The model presented was trained on the subsets of ImageNet (said subset was used in the ILSVRC-2010 and ILSVRC-2012 competitions) and achieved to the moment when the paper was published, the best results reported on these datasets.
Procedures :
Pre-processing of the images:
AlexNet system requires a constant input dimensionality of 256 x 256, so they simply re-scaled their input images.
Architecture:
the network has 60 million parameters and 650 000 neurons. It consists of 5 convolutional layers, some of which are followed by max-pooling layers and 3 fully connected layers with a final 1000-way softmax activation function.
Reducing over-fitting:
Alex used data augmentation which I guess the oldest trick in the industry for this purpose ,maybe? well it’s efficient.
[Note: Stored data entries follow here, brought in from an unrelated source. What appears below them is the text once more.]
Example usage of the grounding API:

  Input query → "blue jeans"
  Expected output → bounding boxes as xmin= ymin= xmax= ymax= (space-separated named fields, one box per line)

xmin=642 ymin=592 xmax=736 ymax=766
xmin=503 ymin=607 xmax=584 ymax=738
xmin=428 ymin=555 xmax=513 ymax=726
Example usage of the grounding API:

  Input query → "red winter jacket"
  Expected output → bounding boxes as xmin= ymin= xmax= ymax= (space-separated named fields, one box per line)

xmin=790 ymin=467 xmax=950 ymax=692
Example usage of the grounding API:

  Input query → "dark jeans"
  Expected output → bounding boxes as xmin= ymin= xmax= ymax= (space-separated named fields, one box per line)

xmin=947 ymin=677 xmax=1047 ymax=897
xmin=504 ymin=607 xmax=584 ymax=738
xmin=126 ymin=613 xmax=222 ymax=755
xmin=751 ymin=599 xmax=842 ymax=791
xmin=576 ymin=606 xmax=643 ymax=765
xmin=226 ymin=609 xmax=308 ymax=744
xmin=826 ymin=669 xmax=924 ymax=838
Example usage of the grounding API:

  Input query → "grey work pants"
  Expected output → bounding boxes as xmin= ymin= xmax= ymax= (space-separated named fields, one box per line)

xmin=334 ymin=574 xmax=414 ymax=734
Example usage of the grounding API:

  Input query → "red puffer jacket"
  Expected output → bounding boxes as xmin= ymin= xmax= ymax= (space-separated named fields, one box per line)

Also they used Dropout in the first two fully-connected layers which they found is very useful saying that AlexNet “exhibits substantial over-fitting”.
Results:
Krizhevski’s Net achieved top-1 and top-5 test error rates of 37.5% and 17.0% , comparing it to the best published results in that time, 45.7% and 25.7% respectively, that’s quite an improvement.
Conclusions:
- Deep CNNs can achieve good results on a big dataset using just supervised learning.
- It was seen that network’s performance degrades if a single convolutional layer was removed.
Personal notes:
Whenever I read an article about deep convolution network, 80% of the time, it mentioned the AlexNet in it, so, pretty much, the improvement it presents are considered to be groundbreaking achievement and merits the State-of-the-art title for that.